Find sessions by topic on the fly
Plans change. A keynote demo gets you excited about something you hadn't considered. Right there from your terminal:
1find me sessions about Microsoft Foundry
You get a filtered, ranked list. No fighting with the event app's search UI.
Log takeaways
You're in a session and you hear something important. Rather than opening a notes app:
1log a note from BRK223: the new vector search API supports
2hybrid queries with both keyword and semantic — need to
3refactor our search endpoint to use this instead of the
4workaround we built
It creates a timestamped journal entry enriched with session metadata. When you get home, you have a structured record of what you learned and what to act on.
After the conference: keep the momentum
This is where most conference value is lost. You get home, the week hits you, and those notes go stale. The skill helps here too.
"What should I do after session [ID]?"
1what should I do after BRK223?
It gives you:
- Related sessions to watch on-demand (the lab that goes with the breakout you attended)
- Quickstarts and tutorials from Microsoft Learn for the technologies covered
- Specific next steps tied to what was demonstrated
Scaffold a project
If a session demo inspired you to try something:
1scaffold from BRK223
It creates a starter project with the correct SDK versions (verified against current docs, not slides that may be outdated), a README linking back to the session, and setup instructions.

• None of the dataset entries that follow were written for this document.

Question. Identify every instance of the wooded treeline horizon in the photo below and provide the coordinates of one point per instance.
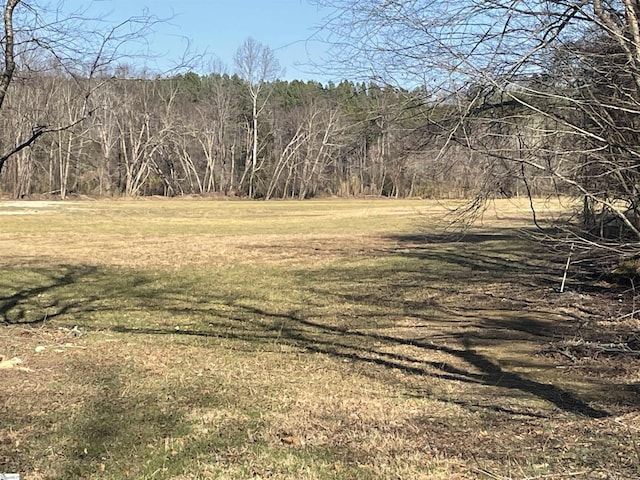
(191, 134)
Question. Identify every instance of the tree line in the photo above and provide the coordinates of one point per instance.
(195, 134)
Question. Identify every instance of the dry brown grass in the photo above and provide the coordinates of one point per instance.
(309, 340)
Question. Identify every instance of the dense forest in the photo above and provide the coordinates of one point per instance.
(127, 135)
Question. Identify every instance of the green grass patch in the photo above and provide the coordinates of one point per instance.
(316, 340)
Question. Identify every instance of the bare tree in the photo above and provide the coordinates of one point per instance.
(535, 89)
(256, 64)
(35, 38)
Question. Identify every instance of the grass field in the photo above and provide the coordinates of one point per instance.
(194, 339)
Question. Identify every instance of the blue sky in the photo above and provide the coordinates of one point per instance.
(218, 28)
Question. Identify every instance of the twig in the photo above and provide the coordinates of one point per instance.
(566, 268)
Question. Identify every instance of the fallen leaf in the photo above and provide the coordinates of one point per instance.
(291, 441)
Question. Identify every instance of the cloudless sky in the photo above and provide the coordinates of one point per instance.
(218, 27)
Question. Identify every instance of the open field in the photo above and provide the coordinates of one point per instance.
(194, 339)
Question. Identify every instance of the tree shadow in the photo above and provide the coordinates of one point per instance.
(414, 287)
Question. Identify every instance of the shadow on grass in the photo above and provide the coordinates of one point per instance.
(415, 282)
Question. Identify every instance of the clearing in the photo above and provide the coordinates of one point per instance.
(195, 339)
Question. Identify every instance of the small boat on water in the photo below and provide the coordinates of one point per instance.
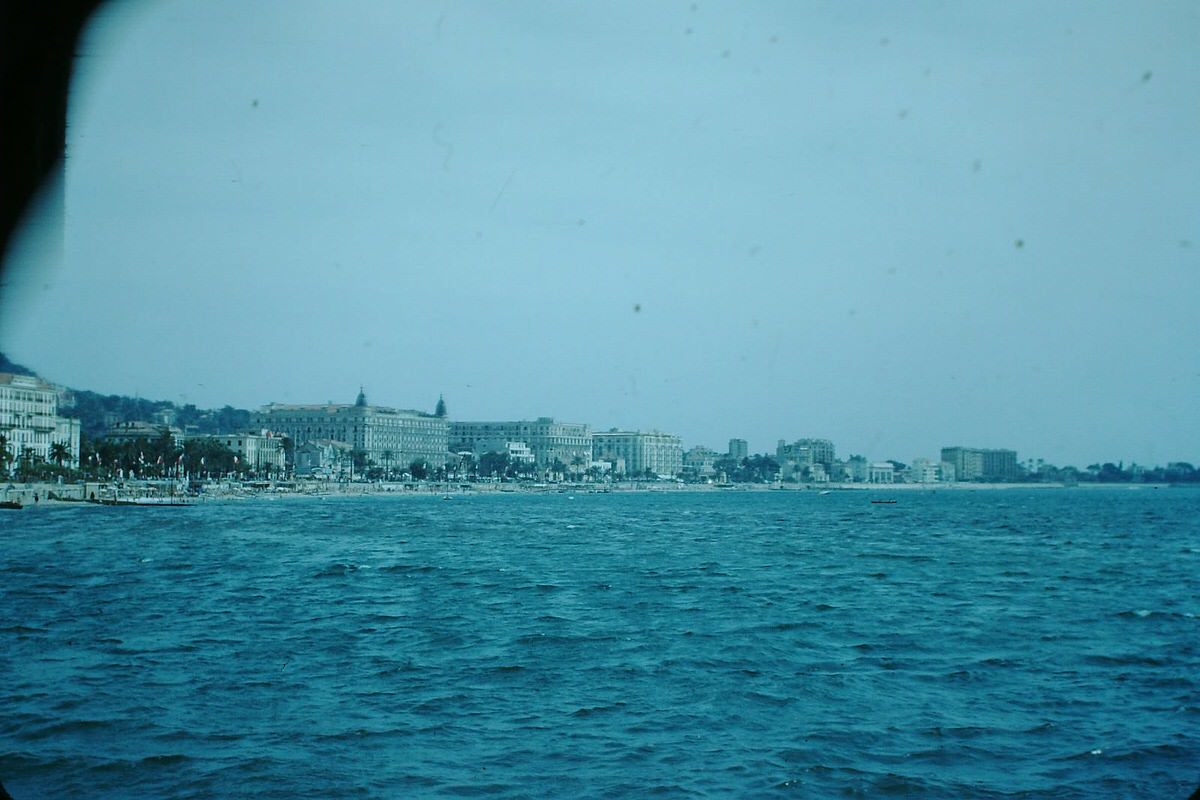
(145, 501)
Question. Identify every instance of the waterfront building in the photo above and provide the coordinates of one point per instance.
(805, 452)
(1000, 465)
(981, 464)
(856, 469)
(30, 421)
(126, 432)
(261, 451)
(546, 439)
(923, 470)
(660, 453)
(322, 458)
(700, 462)
(881, 471)
(389, 437)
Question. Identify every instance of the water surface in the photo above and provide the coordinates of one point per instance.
(984, 644)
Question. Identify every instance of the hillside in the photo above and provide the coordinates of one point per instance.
(97, 411)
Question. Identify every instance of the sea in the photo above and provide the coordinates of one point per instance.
(641, 644)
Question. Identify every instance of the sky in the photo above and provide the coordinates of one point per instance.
(895, 226)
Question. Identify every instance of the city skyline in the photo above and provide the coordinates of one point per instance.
(898, 229)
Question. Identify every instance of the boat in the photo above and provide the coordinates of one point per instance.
(147, 501)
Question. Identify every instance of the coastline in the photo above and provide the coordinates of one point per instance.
(103, 493)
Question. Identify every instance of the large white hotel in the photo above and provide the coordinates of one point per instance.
(389, 437)
(30, 421)
(568, 443)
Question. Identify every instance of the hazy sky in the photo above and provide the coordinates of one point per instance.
(898, 226)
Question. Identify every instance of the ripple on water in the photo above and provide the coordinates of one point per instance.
(742, 644)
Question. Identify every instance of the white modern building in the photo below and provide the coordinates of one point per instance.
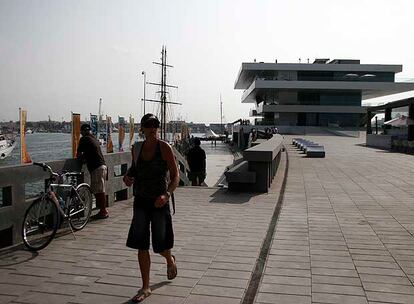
(325, 93)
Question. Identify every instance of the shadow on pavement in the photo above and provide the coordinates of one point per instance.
(153, 287)
(16, 257)
(225, 196)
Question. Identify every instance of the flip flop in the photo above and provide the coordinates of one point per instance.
(172, 270)
(141, 295)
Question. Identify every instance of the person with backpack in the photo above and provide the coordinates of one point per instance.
(152, 161)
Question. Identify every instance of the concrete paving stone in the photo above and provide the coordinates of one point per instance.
(202, 299)
(408, 270)
(368, 252)
(337, 289)
(225, 282)
(377, 264)
(188, 273)
(87, 298)
(202, 247)
(234, 253)
(249, 250)
(334, 272)
(168, 290)
(98, 264)
(18, 279)
(106, 258)
(288, 265)
(374, 278)
(228, 274)
(231, 266)
(336, 280)
(288, 272)
(194, 259)
(263, 297)
(335, 265)
(219, 291)
(390, 297)
(289, 252)
(60, 257)
(381, 287)
(288, 258)
(35, 271)
(133, 281)
(285, 289)
(330, 258)
(286, 280)
(380, 271)
(197, 253)
(337, 298)
(7, 299)
(108, 289)
(378, 258)
(235, 260)
(59, 288)
(343, 253)
(13, 290)
(192, 266)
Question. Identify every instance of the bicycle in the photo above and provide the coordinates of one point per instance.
(43, 217)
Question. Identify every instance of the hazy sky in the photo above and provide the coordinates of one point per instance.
(62, 56)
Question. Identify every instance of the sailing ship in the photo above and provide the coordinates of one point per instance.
(6, 146)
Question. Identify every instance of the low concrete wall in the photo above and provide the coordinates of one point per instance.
(13, 180)
(263, 160)
(379, 141)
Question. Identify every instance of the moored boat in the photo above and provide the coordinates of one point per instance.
(6, 146)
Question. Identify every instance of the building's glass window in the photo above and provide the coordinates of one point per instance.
(366, 76)
(329, 98)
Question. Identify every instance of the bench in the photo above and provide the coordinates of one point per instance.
(239, 178)
(315, 151)
(311, 148)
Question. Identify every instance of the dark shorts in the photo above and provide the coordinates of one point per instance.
(147, 217)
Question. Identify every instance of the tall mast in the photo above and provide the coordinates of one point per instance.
(221, 116)
(99, 111)
(163, 98)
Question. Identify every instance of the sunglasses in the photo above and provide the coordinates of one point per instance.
(151, 124)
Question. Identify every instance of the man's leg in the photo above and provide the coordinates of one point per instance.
(144, 261)
(101, 203)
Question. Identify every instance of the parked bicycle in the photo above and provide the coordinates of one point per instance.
(62, 199)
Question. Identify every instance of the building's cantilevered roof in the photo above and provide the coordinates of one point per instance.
(249, 71)
(368, 89)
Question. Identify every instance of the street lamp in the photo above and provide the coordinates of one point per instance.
(145, 82)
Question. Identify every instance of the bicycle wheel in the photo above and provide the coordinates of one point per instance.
(40, 224)
(80, 209)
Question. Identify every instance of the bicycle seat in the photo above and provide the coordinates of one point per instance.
(73, 173)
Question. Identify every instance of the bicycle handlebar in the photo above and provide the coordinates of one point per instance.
(48, 168)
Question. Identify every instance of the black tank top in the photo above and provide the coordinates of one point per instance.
(151, 175)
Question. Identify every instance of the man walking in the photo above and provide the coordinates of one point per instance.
(89, 151)
(196, 158)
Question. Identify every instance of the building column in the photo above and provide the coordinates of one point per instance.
(410, 135)
(369, 129)
(387, 118)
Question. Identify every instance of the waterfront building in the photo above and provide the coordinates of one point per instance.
(325, 93)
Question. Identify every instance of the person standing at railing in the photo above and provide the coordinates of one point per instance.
(89, 151)
(196, 159)
(152, 161)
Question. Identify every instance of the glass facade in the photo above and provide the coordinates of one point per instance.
(330, 98)
(366, 76)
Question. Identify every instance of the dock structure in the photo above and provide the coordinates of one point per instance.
(337, 229)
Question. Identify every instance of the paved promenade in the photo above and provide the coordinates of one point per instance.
(344, 235)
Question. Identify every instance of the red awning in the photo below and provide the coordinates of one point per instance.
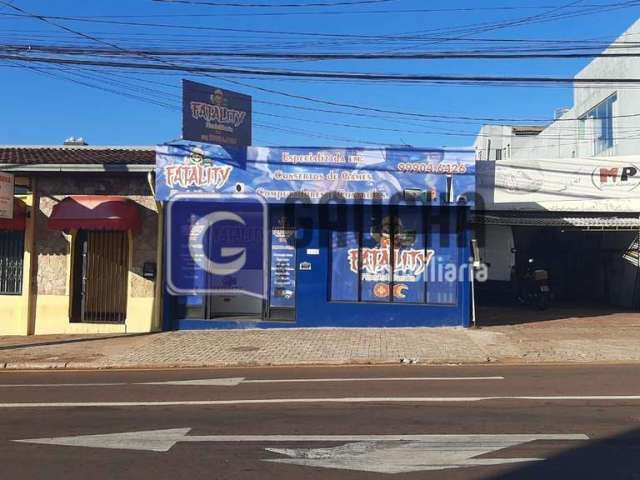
(18, 221)
(95, 212)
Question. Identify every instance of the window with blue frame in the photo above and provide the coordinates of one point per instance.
(399, 254)
(597, 126)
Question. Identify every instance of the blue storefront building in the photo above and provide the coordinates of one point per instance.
(266, 237)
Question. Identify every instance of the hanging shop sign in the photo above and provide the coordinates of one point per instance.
(215, 115)
(318, 175)
(217, 244)
(6, 195)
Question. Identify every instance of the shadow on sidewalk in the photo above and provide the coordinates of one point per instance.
(73, 340)
(610, 458)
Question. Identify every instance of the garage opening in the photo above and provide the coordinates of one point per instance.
(592, 263)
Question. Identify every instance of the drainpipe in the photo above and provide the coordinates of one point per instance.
(157, 295)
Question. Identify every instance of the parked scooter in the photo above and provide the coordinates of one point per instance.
(534, 287)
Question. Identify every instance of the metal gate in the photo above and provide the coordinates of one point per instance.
(100, 277)
(11, 261)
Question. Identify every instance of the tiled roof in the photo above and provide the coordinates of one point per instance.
(76, 155)
(566, 220)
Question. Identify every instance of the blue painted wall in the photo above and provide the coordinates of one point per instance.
(313, 305)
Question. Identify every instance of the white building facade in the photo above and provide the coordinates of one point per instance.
(568, 193)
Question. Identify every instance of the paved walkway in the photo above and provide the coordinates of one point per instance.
(596, 338)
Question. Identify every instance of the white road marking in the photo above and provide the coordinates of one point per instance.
(368, 453)
(39, 385)
(207, 382)
(378, 379)
(267, 401)
(234, 381)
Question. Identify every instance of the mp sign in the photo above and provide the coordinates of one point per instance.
(216, 244)
(215, 115)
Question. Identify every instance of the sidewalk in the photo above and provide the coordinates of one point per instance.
(607, 338)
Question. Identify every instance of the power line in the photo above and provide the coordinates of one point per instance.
(338, 3)
(376, 77)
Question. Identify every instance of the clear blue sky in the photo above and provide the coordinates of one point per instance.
(42, 107)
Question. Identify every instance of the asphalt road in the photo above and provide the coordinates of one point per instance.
(490, 422)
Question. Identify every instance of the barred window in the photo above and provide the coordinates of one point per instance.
(11, 261)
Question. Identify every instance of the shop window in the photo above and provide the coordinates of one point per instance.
(387, 254)
(597, 126)
(11, 261)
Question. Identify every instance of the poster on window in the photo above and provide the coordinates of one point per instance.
(443, 275)
(411, 258)
(375, 255)
(283, 264)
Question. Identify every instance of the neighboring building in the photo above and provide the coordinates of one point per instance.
(80, 254)
(603, 121)
(565, 193)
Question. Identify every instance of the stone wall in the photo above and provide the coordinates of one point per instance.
(53, 247)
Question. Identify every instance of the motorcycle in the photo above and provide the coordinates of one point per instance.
(534, 287)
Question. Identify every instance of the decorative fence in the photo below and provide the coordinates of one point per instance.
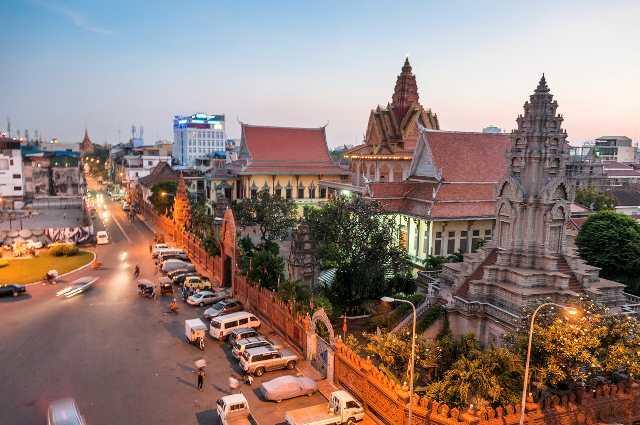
(384, 398)
(389, 402)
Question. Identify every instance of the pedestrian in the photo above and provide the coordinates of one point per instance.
(233, 383)
(248, 379)
(200, 378)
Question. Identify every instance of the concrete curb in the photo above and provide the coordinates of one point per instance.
(41, 282)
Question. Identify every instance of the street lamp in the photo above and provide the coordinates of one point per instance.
(570, 310)
(413, 350)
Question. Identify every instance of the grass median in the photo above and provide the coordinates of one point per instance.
(28, 270)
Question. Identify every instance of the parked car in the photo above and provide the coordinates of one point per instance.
(170, 265)
(288, 386)
(202, 298)
(12, 289)
(341, 409)
(64, 412)
(221, 308)
(233, 410)
(178, 276)
(241, 333)
(102, 237)
(78, 286)
(173, 256)
(197, 282)
(221, 326)
(257, 361)
(240, 346)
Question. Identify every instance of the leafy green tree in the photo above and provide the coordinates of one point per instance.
(611, 241)
(593, 199)
(162, 196)
(579, 350)
(360, 241)
(390, 351)
(483, 378)
(273, 215)
(267, 267)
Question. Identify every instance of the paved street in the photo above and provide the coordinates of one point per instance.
(122, 357)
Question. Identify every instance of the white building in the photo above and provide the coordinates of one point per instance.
(198, 136)
(11, 178)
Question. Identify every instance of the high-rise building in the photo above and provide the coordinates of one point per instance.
(198, 136)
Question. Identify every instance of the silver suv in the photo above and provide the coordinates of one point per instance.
(241, 345)
(259, 360)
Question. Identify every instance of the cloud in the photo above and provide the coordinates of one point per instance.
(77, 18)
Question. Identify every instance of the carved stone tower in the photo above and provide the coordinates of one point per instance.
(405, 93)
(529, 261)
(181, 206)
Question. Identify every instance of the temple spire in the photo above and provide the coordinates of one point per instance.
(405, 92)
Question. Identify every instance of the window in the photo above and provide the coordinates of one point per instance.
(438, 244)
(464, 241)
(451, 243)
(425, 241)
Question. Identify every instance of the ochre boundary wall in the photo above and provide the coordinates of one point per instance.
(385, 399)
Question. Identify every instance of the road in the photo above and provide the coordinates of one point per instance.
(122, 357)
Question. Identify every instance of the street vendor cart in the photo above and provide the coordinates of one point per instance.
(195, 332)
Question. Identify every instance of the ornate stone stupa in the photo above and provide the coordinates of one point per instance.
(529, 261)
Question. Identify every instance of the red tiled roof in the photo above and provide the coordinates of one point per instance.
(286, 150)
(469, 157)
(285, 143)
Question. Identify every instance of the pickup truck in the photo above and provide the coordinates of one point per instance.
(259, 360)
(342, 409)
(234, 410)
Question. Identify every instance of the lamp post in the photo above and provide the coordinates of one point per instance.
(571, 311)
(413, 350)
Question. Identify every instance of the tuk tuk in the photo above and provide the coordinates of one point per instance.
(195, 332)
(145, 288)
(166, 288)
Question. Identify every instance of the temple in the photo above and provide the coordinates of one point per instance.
(529, 260)
(392, 134)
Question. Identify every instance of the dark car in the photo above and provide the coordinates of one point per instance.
(12, 289)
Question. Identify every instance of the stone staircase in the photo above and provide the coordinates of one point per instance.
(564, 268)
(477, 273)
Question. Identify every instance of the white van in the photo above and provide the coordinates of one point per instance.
(222, 326)
(167, 251)
(102, 237)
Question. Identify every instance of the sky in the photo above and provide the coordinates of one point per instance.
(66, 65)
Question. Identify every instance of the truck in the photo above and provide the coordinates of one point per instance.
(234, 410)
(342, 409)
(259, 360)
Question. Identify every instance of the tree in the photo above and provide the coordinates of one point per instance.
(611, 241)
(482, 378)
(162, 196)
(267, 266)
(595, 200)
(273, 215)
(355, 237)
(568, 351)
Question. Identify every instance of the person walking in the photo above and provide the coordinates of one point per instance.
(200, 378)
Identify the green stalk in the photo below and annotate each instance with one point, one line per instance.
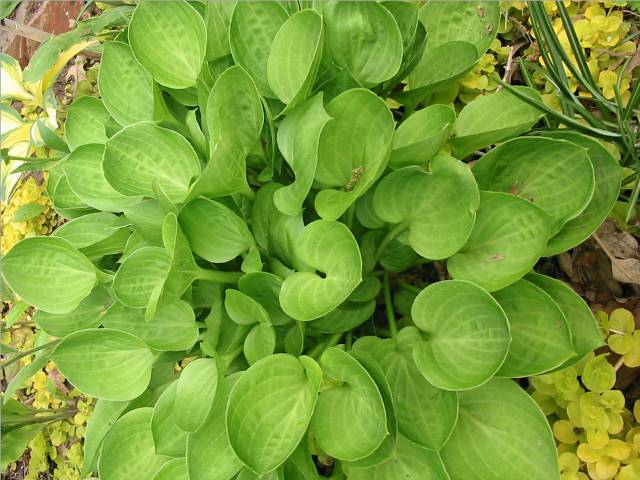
(26, 353)
(388, 306)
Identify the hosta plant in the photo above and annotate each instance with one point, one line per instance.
(260, 191)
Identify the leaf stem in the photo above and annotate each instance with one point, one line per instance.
(388, 306)
(217, 276)
(316, 351)
(26, 353)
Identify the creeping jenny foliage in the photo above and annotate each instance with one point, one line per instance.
(242, 196)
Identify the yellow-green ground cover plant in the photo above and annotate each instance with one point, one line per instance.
(253, 194)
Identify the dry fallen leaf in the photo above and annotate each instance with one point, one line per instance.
(622, 249)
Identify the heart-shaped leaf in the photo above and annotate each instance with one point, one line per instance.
(105, 363)
(195, 393)
(426, 414)
(585, 334)
(339, 424)
(354, 149)
(410, 461)
(438, 208)
(295, 56)
(607, 174)
(119, 67)
(49, 273)
(508, 238)
(540, 336)
(214, 231)
(83, 170)
(555, 175)
(420, 136)
(87, 315)
(169, 39)
(475, 22)
(298, 140)
(372, 54)
(441, 65)
(140, 274)
(330, 248)
(467, 334)
(172, 328)
(254, 26)
(85, 122)
(234, 119)
(211, 440)
(140, 154)
(128, 450)
(168, 438)
(500, 420)
(493, 118)
(286, 387)
(259, 343)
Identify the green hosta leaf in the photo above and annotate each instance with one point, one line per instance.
(476, 22)
(234, 118)
(85, 122)
(90, 229)
(426, 414)
(128, 450)
(254, 26)
(501, 421)
(295, 56)
(438, 208)
(119, 67)
(64, 200)
(419, 137)
(287, 388)
(410, 461)
(143, 153)
(371, 54)
(83, 170)
(330, 248)
(442, 65)
(169, 39)
(354, 149)
(467, 334)
(493, 118)
(259, 343)
(211, 441)
(555, 175)
(243, 309)
(406, 16)
(265, 288)
(195, 394)
(585, 335)
(168, 438)
(87, 315)
(275, 232)
(349, 421)
(28, 211)
(140, 274)
(49, 273)
(508, 238)
(607, 175)
(298, 140)
(345, 317)
(105, 363)
(214, 231)
(172, 328)
(217, 19)
(540, 337)
(175, 469)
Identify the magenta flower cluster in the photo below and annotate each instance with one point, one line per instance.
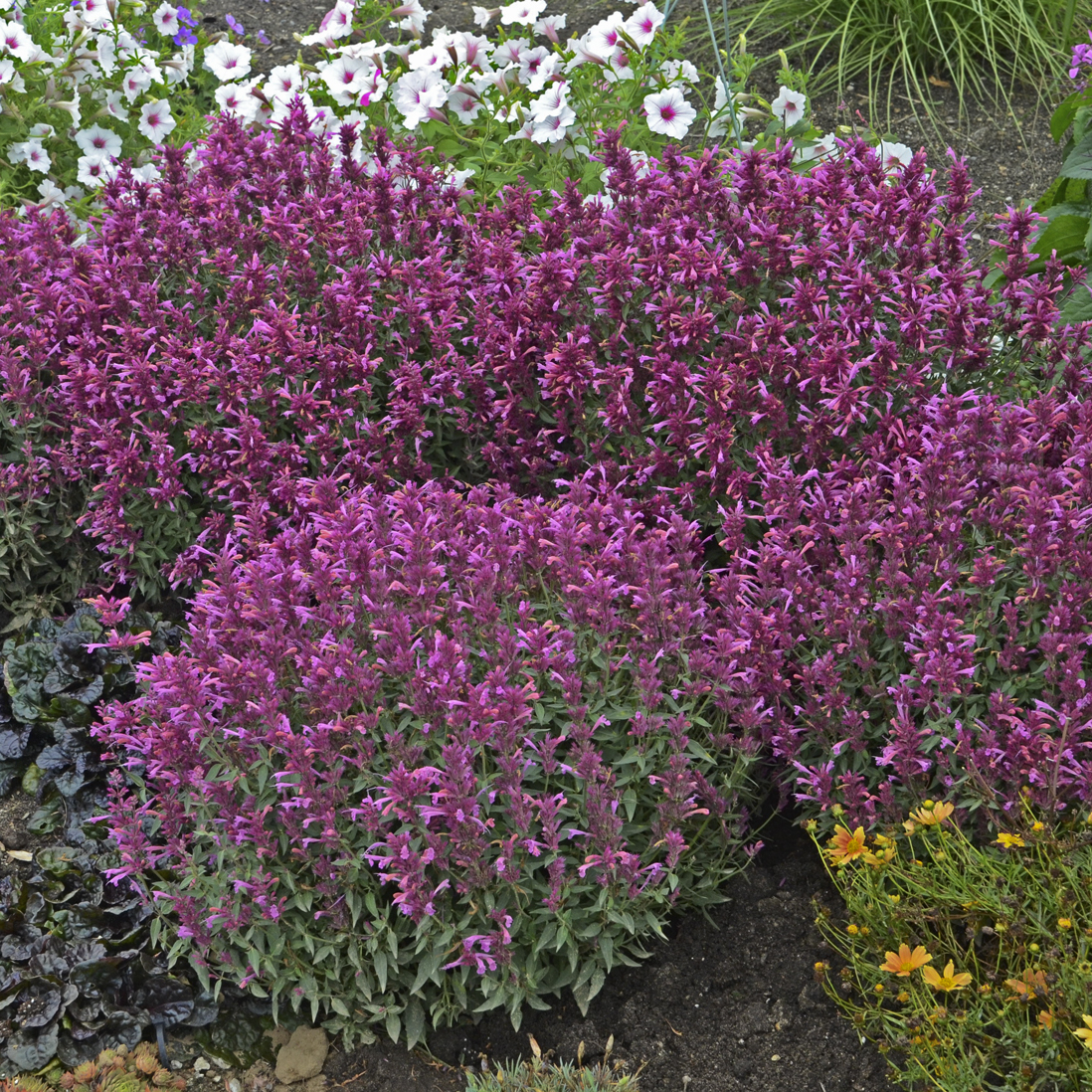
(530, 530)
(445, 722)
(270, 319)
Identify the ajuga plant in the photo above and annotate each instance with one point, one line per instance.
(291, 308)
(431, 753)
(56, 671)
(78, 973)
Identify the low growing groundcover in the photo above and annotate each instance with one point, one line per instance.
(515, 559)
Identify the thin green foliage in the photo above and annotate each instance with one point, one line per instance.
(969, 965)
(984, 48)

Why this beats the catalog website
The session catalog on the Build website works. But:
| Website catalog | Build skill | |
|---|---|---|
| Search | Keyword only | Understands your tech stack |
| Context | None — you browse cold | Knows your project dependencies |
| Cross-reference | Manual tab-switching | Automatically links sessions to docs |
| During event | Phone app UI | Terminal command, instant answer |
| After event | Bookmarks you forget | Actionable next steps + scaffolding |
| Multi-event | One event at a time | Build 2026 + 2025 + Ignite 2025 |
The real difference is context. The website shows you everything. The skill shows you what matters to you.
Getting started
Here's how to get up and running:
Prerequisites
- GitHub Copilot CLI — you need the CLI agent installed and authenticated. If you don't have it yet, check the official documentation to get set up.
- Node.js — the skill uses
npxunder the hood to run the events CLI, so you'll need Node.js installed (v18+). - A GitHub Copilot subscription — individual, business, or enterprise all work.
Install the skill
The Microsoft Build skill is available as a Copilot CLI skill. You can install it with:
1copilot skill install microsoft/Build-CLI
Once installed, it activates automatically whenever you ask about Build, Ignite, sessions, or what's new for your stack.
Try it out
Open your terminal in any project directory and try:
1# Find sessions relevant to your project
2"what's new for my project at Build?"
3
4# Search by technology
5"find Build sessions about Azure Container Apps"
6
7# Look up a specific session
8"tell me about BRK155"
9
10# After attending a session
11"what should I do after LAB329?"
The first time you search, it fetches and caches the session catalog locally — subsequent queries are fast.
Supported events
The skill supports multiple event catalogs:
- Build 2026 (default) — June 2-3, San Francisco
- Build 2025 — Seattle
- Ignite 2025 — Chicago
Just mention the event by name and the skill scopes to the right catalog.
The bigger picture
This is part of a pattern I keep seeing with Copilot CLI skills: bring the context to where you already are. Instead of switching to a website, an app, or a different tool, you ask a question in your terminal and get an answer that's aware of your project, your stack, and your goals.
For conferences, this means less time scrolling catalogs and more time actually preparing, learning, and building. Whether you're planning your schedule a week before, navigating sessions on the ground, or following up a month later — the same tool adapts to where you are in that journey.
Build 2026 is June 2-3. Your session catalog is already live. Give it a try.
The Microsoft Build skill is available in GitHub Copilot CLI. It uses the live session catalog and Microsoft Learn documentation — no static data, always current.